Tutorial: Using PySpark and the MapR Sandbox
by Justin Brandenburg
PySpark is a Spark API that allows you to interact with Spark through the Python shell. If you have a Python programming background, this is an excellent way to get introduced to Spark data types and parallel programming. PySpark is a particularly flexible tool for exploratory big data analysis because it integrates with the rest of the Python data analysis ecosystem, including pandas (DataFrames), NumPy (arrays), and Matplotlib (visualization). In this blog post, you'll get some hands-on experience using PySpark and the MapR Sandbox.
Example: Using Clustering on Cyber Network Data to Identify Anomalous Behavior
Unsupervised learning is an area of data analysis that is exploratory. These methods are used to learn about the structure and behavior of the data. Keep in mind that these methods are not used to predict or classify, but rather to interpret and understand.

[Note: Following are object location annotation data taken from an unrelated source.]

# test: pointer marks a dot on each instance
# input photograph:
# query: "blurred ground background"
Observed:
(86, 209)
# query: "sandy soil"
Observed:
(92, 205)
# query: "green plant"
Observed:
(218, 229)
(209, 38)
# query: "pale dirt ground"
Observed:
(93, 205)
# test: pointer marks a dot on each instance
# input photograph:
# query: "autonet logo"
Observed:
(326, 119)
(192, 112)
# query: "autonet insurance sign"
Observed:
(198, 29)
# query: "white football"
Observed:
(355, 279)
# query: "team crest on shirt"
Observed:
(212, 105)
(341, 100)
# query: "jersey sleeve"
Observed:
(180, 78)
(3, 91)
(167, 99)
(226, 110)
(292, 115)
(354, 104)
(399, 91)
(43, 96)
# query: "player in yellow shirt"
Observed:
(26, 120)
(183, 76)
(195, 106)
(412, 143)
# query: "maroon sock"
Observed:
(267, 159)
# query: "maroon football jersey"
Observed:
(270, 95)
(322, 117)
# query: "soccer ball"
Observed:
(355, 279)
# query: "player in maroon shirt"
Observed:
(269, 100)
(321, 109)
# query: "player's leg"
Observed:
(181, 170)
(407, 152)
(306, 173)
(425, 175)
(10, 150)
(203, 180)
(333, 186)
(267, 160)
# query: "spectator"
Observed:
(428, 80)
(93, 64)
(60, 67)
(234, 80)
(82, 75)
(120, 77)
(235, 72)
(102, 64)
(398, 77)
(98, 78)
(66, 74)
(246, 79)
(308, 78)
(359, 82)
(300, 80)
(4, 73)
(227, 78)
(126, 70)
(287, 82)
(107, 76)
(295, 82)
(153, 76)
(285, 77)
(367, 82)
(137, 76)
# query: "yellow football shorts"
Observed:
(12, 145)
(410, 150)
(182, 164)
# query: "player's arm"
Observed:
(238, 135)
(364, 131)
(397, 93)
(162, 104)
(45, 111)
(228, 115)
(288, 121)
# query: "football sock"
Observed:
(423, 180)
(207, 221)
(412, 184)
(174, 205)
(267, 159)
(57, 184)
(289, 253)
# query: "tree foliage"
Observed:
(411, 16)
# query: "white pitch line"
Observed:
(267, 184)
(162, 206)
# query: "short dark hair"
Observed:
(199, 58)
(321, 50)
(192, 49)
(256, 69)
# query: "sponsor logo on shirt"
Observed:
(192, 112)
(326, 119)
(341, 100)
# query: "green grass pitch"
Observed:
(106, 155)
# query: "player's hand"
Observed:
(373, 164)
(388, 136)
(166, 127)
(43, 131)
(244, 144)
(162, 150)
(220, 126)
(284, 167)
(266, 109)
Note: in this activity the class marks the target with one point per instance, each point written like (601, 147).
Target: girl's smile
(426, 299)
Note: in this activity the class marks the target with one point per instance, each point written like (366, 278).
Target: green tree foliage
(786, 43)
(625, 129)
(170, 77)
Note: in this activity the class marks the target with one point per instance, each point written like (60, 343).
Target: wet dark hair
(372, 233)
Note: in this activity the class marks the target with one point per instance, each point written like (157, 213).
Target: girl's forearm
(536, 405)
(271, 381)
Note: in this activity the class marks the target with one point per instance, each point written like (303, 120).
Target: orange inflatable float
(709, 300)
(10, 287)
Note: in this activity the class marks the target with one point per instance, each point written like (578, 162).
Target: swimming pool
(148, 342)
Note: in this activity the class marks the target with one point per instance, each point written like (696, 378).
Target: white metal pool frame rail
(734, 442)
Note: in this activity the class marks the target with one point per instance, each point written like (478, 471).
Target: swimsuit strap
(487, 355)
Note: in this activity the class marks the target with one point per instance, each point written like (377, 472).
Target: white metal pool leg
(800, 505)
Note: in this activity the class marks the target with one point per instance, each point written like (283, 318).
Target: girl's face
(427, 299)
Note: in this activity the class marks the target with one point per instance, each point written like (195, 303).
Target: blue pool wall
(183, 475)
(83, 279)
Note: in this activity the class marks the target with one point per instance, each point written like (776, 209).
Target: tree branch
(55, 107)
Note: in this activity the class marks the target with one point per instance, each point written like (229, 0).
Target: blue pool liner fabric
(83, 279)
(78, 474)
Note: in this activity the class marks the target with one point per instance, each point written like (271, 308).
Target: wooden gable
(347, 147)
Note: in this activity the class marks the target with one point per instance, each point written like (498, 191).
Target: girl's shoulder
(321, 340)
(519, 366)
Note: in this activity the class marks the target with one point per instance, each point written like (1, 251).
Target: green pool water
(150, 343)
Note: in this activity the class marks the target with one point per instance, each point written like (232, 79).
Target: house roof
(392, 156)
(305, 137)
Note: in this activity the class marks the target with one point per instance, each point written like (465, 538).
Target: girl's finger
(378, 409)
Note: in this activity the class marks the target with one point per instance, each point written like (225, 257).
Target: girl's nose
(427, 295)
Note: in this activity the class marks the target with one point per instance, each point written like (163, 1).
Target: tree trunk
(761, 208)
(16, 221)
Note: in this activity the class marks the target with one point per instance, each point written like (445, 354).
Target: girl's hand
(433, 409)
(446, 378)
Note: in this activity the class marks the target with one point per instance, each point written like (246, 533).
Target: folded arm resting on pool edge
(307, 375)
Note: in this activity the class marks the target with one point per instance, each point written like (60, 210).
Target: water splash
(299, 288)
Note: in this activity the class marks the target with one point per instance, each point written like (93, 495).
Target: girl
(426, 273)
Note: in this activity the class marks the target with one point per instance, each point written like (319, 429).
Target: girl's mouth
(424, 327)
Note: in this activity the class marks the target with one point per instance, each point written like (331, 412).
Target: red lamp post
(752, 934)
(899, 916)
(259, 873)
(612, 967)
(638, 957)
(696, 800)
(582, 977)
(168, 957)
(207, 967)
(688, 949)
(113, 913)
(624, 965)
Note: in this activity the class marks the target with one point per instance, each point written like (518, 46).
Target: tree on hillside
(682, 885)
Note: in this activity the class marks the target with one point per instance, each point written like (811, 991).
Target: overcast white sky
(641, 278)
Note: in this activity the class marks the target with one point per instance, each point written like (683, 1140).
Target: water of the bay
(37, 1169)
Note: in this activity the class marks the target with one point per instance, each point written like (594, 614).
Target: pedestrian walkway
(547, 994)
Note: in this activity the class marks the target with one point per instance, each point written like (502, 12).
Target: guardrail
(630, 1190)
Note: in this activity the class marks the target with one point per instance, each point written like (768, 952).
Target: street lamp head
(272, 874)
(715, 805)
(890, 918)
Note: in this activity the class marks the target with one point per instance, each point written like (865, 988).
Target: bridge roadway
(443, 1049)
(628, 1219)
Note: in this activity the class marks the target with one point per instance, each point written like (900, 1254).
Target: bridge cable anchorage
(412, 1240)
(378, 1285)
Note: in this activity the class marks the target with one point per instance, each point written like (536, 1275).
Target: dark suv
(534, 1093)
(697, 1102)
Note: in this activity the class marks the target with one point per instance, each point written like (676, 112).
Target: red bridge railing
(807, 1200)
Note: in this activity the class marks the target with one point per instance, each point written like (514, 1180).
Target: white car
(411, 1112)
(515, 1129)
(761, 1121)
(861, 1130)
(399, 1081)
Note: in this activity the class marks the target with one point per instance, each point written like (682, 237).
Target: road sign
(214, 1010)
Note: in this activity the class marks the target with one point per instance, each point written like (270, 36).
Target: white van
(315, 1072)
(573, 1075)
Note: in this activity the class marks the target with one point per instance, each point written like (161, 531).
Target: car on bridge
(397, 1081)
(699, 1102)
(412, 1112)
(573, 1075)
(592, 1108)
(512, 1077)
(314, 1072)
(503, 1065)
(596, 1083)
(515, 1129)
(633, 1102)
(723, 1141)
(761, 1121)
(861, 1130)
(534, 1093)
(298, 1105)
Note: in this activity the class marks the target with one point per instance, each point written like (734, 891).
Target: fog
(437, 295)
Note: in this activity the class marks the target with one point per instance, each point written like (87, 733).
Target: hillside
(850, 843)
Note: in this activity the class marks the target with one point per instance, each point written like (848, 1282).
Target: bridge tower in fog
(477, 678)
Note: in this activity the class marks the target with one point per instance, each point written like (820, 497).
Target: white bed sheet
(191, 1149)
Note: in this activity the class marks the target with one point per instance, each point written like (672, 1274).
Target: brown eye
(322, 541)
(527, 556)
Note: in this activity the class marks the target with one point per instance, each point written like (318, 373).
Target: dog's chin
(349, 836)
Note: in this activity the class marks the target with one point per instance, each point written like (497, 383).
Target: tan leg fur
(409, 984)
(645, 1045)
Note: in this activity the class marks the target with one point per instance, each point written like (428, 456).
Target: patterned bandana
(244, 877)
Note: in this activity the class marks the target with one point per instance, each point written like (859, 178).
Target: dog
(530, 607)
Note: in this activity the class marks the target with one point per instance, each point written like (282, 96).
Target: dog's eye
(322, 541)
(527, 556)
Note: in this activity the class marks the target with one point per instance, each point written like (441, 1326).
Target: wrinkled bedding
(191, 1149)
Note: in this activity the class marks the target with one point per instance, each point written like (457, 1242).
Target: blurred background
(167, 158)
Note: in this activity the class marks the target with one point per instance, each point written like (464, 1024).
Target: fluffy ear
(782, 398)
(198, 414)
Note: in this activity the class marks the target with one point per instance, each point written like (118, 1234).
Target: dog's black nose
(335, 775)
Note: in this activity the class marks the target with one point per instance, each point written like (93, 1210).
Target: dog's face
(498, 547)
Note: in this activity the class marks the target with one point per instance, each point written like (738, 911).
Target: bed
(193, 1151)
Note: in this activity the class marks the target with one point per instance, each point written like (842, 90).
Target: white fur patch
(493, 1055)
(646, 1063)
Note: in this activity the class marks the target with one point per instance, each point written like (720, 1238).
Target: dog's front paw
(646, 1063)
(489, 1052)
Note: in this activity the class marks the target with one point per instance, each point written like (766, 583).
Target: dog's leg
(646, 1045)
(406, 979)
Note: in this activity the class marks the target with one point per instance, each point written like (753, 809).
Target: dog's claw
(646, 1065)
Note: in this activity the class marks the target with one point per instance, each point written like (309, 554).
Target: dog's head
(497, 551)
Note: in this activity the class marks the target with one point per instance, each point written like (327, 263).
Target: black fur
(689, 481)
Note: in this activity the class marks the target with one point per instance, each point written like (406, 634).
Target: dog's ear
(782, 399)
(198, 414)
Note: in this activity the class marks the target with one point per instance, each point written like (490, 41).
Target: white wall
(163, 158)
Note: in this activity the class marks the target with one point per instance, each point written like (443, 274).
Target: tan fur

Clustering is a popular unsupervised learning method where the algorithm attempts to identify natural groups within the data. K-means is the most widely used clustering algorithm where “k” is the number of groups that the data falls into. In k-means, k is assigned by the analyst, and choosing the value of k is where the interpretation of the data comes into play.
In this example, we will be using a dataset from an annual data mining competition, The KDD Cup (http://www.sigkdd.org/kddcup/index.php). One year (1999), the topic was network intrusion and the data set is still available (http://kdd.ics.uci.edu/databases/kddcup99/kddcup99.html). The data set will be the kddcup.data.gz file and consists of 42 features and approximately 4.9 million rows.
Using clustering on cyber network data to identify anomalous behavior is a common utilization of unsupervised learning. The sheer amount of data collected makes it impossible to go through each log or event to properly determine if that network event was normal or anomalous. Intrusion Detection Systems (IDS) and Intrusion Prevention Systems (IPS) are often the only applications networks have to filter this data, and the filter is often assigned based on anomalous signatures that can take time to be updated. Before the update occurs, it is valuable to have analysis techniques to check your network data for recent anomalous activity.
K-means is also used in analysis of social media data, financial transactions, and demographics. For example, you can use clustering analysis to identify groups of Twitter users who Tweet from specific geographic regions using their latitude, longitude, and sentiment scores.
Code for computing k-means in Spark using Scala can be found in many books and blogs. Implementing this code in PySpark uses a slightly different syntax, but many elements are the same, so it will look familiar. The MapR Sandbox offers an excellent environment where Spark is already pre-installed and allows you to get right to the analysis and not worry about software installation.
Install the Sandbox
The instructions in this example will be using the Sandbox in Virtual Box, but either VMware or Virtual Box can be used. For directions on installing the Sandbox in Virtual Box, click on this link.
Start the Sandbox in Your Virtual Machine
To begin, start the MapR Sandbox that you have installed using VMware or Virtual Box. It might take a minute or two to get fully initiated.
Once the Sandbox is started, take a look at what comes up. The Sandbox itself is an environment where you can interact with your data, but if you go to http://127.0.0.1:8443/ you can access the file system and familiarize yourself with how the data is stored.
Once HUE opens, go to the file browser:
When you are the in the file browser, you will see you are in the /user/mapr directory.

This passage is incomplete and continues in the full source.